At week 24, ACR50 responses were seen in 33% of the every-4-weeks group and 31% of the every-8-weeks group compared with 14% of the placebo group, while ACR70 responses were observed in 13%, 19%, and 4%, respectively.
PASI75 responses were seen in 78%, 79%, and 23%, while minimal disease activity was reported in 19%, 25%, and 6%, respectively.
Patients in the trial also underwent radiography of the hands and feet at baseline and at week 24. Those in the every-4-weeks group had significantly smaller changes on radiographic scores by week 24 compared with placebo (0.29, 95% CI -0.05 to 0.63, vs 0.95, 95% CI 0.61-1.29, P=0.011), but differences were nonsignificant for the every-8-weeks group (0.52, 95% CI 0.18-0.86, P=0.072).
The data on dactylitis and enthesitis were pooled from the two DISCOVER trials. Changes in the dactylitis score at week 24 were -5.97 (95% CI -6.84 to -5.11) and -6.10 (95% CI -6.92 to -5.27) in the every-4-weeks and every-8-weeks groups, respectively, compared with -4.21 (95% CI -5.05 to -3.36) in the placebo group.
On the Leeds enthesitis index, changes in score from baseline at week 24 were -1.59 (95% CI -1.79 to -1.38) and -1.52 (95% CI -1.73 to -1.31) in the every-4-weeks and every-8-weeks groups compared with -1.02 (95% CI -1.22 to -0.82) in the placebo group.
Significant improvements also were seen on measures of disability and quality of life for the guselkumab groups.
The most common adverse events were upper respiratory tract infections, nasopharyngitis, bronchitis, and liver enzyme elevations. Serious infections were reported in 1% of the every-4-weeks group and in less than 1% of the every-8-weeks and placebo groups. There were no cases of Candida or opportunistic infections.
“There was no malignancy signal and no cardiovascular signal, and the serious infection rate was low,” Mease said. “We also didn’t see any flares of inflammatory bowel disease, which has occasionally been seen in the IL-17 inhibitor class,” he said. “It really was a pretty pristine safety profile.”
“Guselkumab was well tolerated and demonstrated robust efficacy in DISCOVER-2 across clinical domains crucial to achieving psoriatic arthritis remission, including reducing structural damage progression,” the investigators concluded.

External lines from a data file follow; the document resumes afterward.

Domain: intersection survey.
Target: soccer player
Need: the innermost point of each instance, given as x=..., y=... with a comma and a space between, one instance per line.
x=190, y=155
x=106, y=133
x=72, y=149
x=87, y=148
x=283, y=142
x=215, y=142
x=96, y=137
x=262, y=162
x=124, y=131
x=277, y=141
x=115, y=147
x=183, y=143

“There will probably be some discussion when the application is made for approval for psoriatic arthritis about the frequency of dosing,” Mease said. The application will be for both dose frequencies, the every-4-weeks and every-8-weeks regimens.
“That is partly based on the fact that, whereas the every-4-weeks dosing achieved statically significant inhibition of structural damage progression, the every-8-weeks dosing just missed the statistically significant separation. Sometimes the agency will only give you the smallest effective dose or frequency. We don’t know whether or not both frequencies will be accepted,” he said.
“In the dermatology space,” Mease continued, “the standard dosing for psoriasis is every 8 weeks. But in psoriatic arthritis to get a little more oomph for the best structural damage inhibition in the most severe patients we would probably want to have the option of using it every 4 weeks.”
Both studies were funded by Janssen Research and Development.
The authors reported financial relationships with Janssen, AbbVie, Eli Lilly, GlaxoSmithKline, Novartis, Pfizer, UCB, Amgen, Boehringer Ingelheim, Bristol-Myers Squibb, Celgene, Galapagos, Almirall, Genentech, Gilead, Sun Pharmaceuticals, Avotres Therapeutics, Beiersdorf, Dermira, Incyte, Reddy Labs, Valeant, XBiotech, AstraZeneca, Cyxone, Daiichi, Eisai, Regeneron, Roche, Sanofi, Takeda, and Leo Pharmaceuticals; several co-authors are employees of Janssen.